See if you can follow the bouncing ball of breathtaking bullshit: Roe v. Wade is made law, the decision written by Harry Blackmun "took the abortion issue out of the legislatures and put it into the courts." This is because now abortion is legalized around the nation, rather than decided on a state-by-state basis. "If it had remained in the legislatures, we would have seen a series of state-by-state compromises reflecting the views of the centrist majority that's always existed on this issue. These legislative compromises wouldn't have pleased everyone, but would have been regarded as legitimate," spouts Brooks.
Now here's where it all gets maniacal: religious conservatives are alientated from government by liberal "elitists," liberals see the courts as the place to battle for rights, and the battle for judicial nominees rides the waves of the polarized ocean of rhetoric, leading to greater and greater breakdowns in civility in the process of confirming judges, a breakdown that bleeds into other areas of political discourse, which leads, finally, to the threat of the elimination of the filibuster, laws passed that say Ted Kennedy must dance pantsless on The O'Reilly Factor, and the building of idols to the regent-like power of the presidency, as long, of course, as it's a Republican president. "Unless Roe vs. Wade is overturned," Brooks says, "politics will never get better."
What horseshit. What a complete misunderstanding of history, of the workings of the American government, what a fuckin' blame-the-victim mentality. Let's toss this around for a moment or two. Why blame the Supreme Court? Why not blame the Texas legislature, which had outlawed abortion, thus forcing Norma McCorvey to go to court in order to overturn the law? Why not blame Richard Nixon, for appointing Harry Blackmun and Lewis Powell to the Supreme Court? Or Ike for appointing Potter Stewart and William Brennan? Or how about blaming the sperm that nuzzled with the egg in McCorvey's womb? The penis from which the sperm spewed? Do you see the absurdity of attempting to isolate Roe v. Wade?
Or how about this: the real polarization of American politics in regards to abortion came with the craven efforts of Ronald Reagan to reach out to fundamentalist Christians so he could get elected President. Reagan had legalized abortion in California, a decision he would later say he "agonized over" and "regretted." But the fact remains that Reagan became an anti-abortion amendment advocate when he needed the votes, thus continuing the pattern of pandering to the religious right that empowered so many of the so-called leaders of that movement. And perfected by Lee Atwater and buffed to a fine polish by Karl Rove.
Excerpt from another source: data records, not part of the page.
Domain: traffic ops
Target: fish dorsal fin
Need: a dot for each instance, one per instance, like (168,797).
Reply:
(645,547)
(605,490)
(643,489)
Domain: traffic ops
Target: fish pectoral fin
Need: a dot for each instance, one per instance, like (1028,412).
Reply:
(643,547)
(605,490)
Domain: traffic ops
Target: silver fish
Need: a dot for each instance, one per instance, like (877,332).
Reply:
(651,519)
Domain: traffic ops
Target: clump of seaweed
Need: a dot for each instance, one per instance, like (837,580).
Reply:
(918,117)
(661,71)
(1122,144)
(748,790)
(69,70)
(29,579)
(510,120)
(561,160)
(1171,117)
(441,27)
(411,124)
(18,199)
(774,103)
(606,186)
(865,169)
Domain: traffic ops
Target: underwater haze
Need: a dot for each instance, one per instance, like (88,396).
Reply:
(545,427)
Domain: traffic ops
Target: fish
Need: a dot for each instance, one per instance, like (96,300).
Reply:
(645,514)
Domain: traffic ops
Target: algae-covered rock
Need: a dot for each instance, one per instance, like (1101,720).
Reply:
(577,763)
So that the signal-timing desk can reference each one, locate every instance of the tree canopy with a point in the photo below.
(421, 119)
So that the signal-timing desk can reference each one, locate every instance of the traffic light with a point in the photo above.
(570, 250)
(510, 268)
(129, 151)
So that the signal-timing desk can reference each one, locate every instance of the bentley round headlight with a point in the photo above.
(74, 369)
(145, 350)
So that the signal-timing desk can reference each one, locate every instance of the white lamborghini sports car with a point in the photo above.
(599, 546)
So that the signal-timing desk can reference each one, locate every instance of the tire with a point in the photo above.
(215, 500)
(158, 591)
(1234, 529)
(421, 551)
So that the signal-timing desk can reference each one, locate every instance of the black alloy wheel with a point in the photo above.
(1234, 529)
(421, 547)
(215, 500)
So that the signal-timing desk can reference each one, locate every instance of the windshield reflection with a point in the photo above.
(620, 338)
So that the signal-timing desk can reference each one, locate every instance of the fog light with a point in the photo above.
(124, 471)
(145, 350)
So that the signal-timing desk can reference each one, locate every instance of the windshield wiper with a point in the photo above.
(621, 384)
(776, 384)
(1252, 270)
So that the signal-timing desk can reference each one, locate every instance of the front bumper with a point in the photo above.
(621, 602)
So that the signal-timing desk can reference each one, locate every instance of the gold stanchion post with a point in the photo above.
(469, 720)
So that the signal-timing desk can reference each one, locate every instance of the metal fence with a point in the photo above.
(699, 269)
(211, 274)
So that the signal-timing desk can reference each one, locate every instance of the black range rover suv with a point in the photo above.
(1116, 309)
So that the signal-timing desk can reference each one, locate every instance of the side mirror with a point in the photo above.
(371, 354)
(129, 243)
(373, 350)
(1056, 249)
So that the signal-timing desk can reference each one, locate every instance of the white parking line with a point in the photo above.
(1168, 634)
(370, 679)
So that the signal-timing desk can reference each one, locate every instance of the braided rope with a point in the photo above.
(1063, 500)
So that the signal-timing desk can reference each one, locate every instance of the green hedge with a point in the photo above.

So Brooks would rather a nation where abortion is legal in, say, Illinois and illegal in Arizona? He'd like to go back to bloody alleys and that type of shit? He'd rather a nation where the tyranny of the majority, in the states and in the nation, can enforce its will on individual bodies and voices. What a stooge. What an apologist. What a depressing waste of editorial space.
David Brooks has pretenses of populism, of insight, but he is merely another example of the Northern conservative elite believing that they understand the "common" person when, really, all they're doing is piping the way to the caves that will close up on all of us.